Still, perhaps the most prominent characteristic of the emergent leader—the engine of the rest—is that he seems charismatic. “I can light up a room with my eyes,” one narcissist confided to Robert Kaiser, co-author, with Hogan, of The Versatile Leader. People love charisma, the sense of something big, alive, engaging. Freud was probably the first to point out that the narcissist is “the type of person who impresses us as a personality.” We not only want our boss to like us, we want to like him. In this regard, charisma is like fairy dust. And so the guy with the narcissistic instincts, with personal command and an ability to fill up a room (especially a leaderless one), gets the tap on the shoulder. And that’s where the calamity begins.

Sadly, once he is the boss, the narcissist often sees the job as a stepping-stone to the next one. Climbers climb. They don’t even do the same job as the effective manager. As one told Luthans, “I find that the way to get ahead around here is to be friendly with the right people … I find a common interest … and interact with them on that level. The other formal stuff around the office is important, but I really work at this informal side and have found it pays off when promotion time rolls around.”

Charisma may be an asset for the climber, but it doesn’t necessarily help the manager. “Four scholarly studies have examined charisma,” says Kaiser. “Not a single one finds charisma and performance linked. The only thing charisma correlates to is high salary.”

The promise of the new office psychologists is that they can do something about the self-absorbed guy before he gets to the top. Personalities don’t change, they know; better to eliminate those you don’t want before they strike.

For this, the tool of choice is the business simulation, a kind of business video game. Aon, where Adler works, has its own proprietary version, called the Leader. A candidate sits in front of a computer and a phone, the modern manager’s tools.
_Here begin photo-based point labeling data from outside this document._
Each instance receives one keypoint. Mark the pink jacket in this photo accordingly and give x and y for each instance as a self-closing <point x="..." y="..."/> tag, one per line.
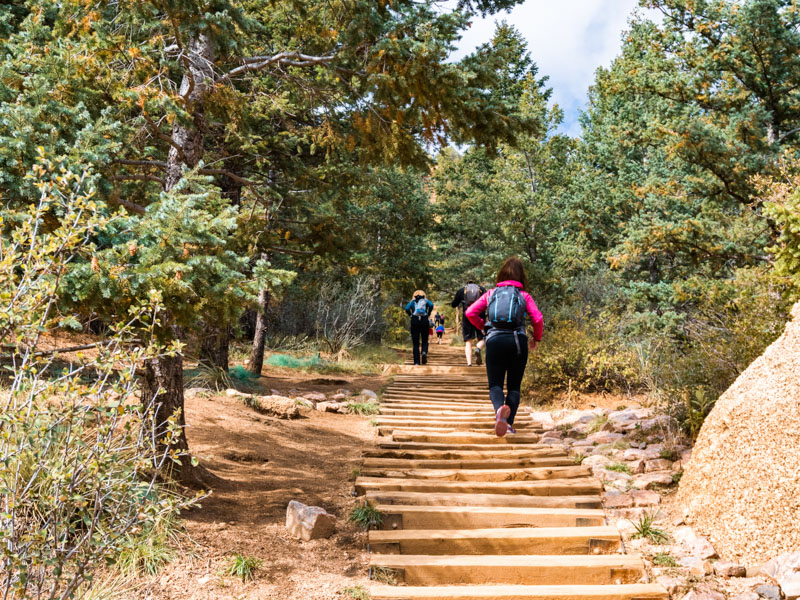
<point x="473" y="313"/>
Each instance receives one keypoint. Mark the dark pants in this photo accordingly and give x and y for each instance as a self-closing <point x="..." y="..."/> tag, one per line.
<point x="503" y="357"/>
<point x="419" y="334"/>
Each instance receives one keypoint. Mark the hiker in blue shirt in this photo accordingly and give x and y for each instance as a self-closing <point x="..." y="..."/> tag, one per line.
<point x="420" y="309"/>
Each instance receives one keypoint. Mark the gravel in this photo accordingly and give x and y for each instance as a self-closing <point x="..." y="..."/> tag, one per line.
<point x="742" y="485"/>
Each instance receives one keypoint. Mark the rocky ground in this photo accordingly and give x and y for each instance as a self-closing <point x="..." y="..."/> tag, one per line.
<point x="639" y="456"/>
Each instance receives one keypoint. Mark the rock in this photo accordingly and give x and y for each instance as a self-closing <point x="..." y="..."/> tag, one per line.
<point x="616" y="500"/>
<point x="671" y="584"/>
<point x="785" y="571"/>
<point x="309" y="522"/>
<point x="704" y="594"/>
<point x="729" y="569"/>
<point x="277" y="406"/>
<point x="637" y="466"/>
<point x="604" y="437"/>
<point x="697" y="566"/>
<point x="553" y="433"/>
<point x="645" y="498"/>
<point x="657" y="464"/>
<point x="697" y="545"/>
<point x="768" y="591"/>
<point x="651" y="480"/>
<point x="596" y="460"/>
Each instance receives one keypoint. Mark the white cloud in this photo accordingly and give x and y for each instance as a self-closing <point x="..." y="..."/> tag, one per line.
<point x="568" y="40"/>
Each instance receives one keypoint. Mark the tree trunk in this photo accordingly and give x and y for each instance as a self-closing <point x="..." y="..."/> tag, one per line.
<point x="162" y="384"/>
<point x="215" y="345"/>
<point x="256" y="362"/>
<point x="187" y="148"/>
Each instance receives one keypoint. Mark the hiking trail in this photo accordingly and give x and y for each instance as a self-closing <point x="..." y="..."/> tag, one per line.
<point x="468" y="515"/>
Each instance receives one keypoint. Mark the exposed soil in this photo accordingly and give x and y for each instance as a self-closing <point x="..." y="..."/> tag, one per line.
<point x="265" y="462"/>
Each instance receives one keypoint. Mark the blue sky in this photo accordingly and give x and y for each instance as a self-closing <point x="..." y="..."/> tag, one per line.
<point x="568" y="40"/>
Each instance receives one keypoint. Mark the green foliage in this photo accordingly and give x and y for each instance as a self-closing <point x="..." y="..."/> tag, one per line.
<point x="145" y="553"/>
<point x="664" y="559"/>
<point x="363" y="408"/>
<point x="366" y="516"/>
<point x="241" y="566"/>
<point x="356" y="593"/>
<point x="81" y="466"/>
<point x="645" y="528"/>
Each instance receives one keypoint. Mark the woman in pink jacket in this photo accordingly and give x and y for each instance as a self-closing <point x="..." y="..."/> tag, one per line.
<point x="507" y="342"/>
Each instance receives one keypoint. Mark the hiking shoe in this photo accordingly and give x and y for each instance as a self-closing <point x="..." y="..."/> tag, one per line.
<point x="500" y="423"/>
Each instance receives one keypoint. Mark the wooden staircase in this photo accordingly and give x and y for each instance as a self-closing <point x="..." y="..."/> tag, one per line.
<point x="467" y="515"/>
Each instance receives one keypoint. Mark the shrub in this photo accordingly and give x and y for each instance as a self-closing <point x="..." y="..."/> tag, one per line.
<point x="243" y="567"/>
<point x="81" y="464"/>
<point x="366" y="515"/>
<point x="645" y="528"/>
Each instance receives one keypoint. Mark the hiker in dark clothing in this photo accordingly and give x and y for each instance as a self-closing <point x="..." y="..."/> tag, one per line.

A video pops up on the screen. It’s a supervisor behind on a product development. He wants to borrow another team’s engineer. Who is this guy? What’s the project? The executive candidate has to dig into the e-mails, the organization chart. Meanwhile, the phone rings. It’s one of his reports calling for a scheduled job-performance discussion, a role played by one of the test administrators. The simulation tests intelligence and skills. The real purpose, though, is to filter out personality traits. “We determine which is your preferred style,” he says. “We can’t change it. But we can measure it.”

Companies look for different personalities, but not many want the thoroughgoing narcissist. (And watch out: There is no more toxic colleague than a thwarted narcissist, with his rage and sense of victimization.) There’s a no-asshole rule, as the popularity of Sutton’s book suggests. And here, apparently, the enemy can be met.

“We’re likely to spot them and red-flag them,” says Adler, “and the odds are they won’t make it to a top spot.”


Workers of the World, Unite! You Have Nothing to Lose But Your Jobs.

The truth is that many employees are utopians of a kind, too. No one wants to work with ego monsters. The office is still supposed to be a kingdom of fairness where no one’s feelings get hurt and everyone gets the same portion. Excellence is an end, but not the only one. Teamwork is our watchword; we are all proud, busy collaborators. The office, in this view, is a happy tribe sharing everything, making decisions communally, with the same worldview, the same DNA.

Some studies inevitably buttress this conception. People are more satisfied in their jobs if they like their co-workers. If they fit in, they tend to stay longer. “There is powerful evidence from longitudinal studies of accounting firms that the people who fit the culture better have lower turnover and better performance,” says Sutton.

But should the office really be a welcoming mother ship full of happy people and groovy background music? Organizations can slip toward homogeneity, not only in race or gender, but in personality. In the absence of objective criteria, search committees tend to select people they like. And they like people who resemble them. What’s more, the research shows that people who are already similar tend to grow increasingly alike the more time they spend together. The office moves toward sameness—comforting for the employee, but is it healthy for the organization?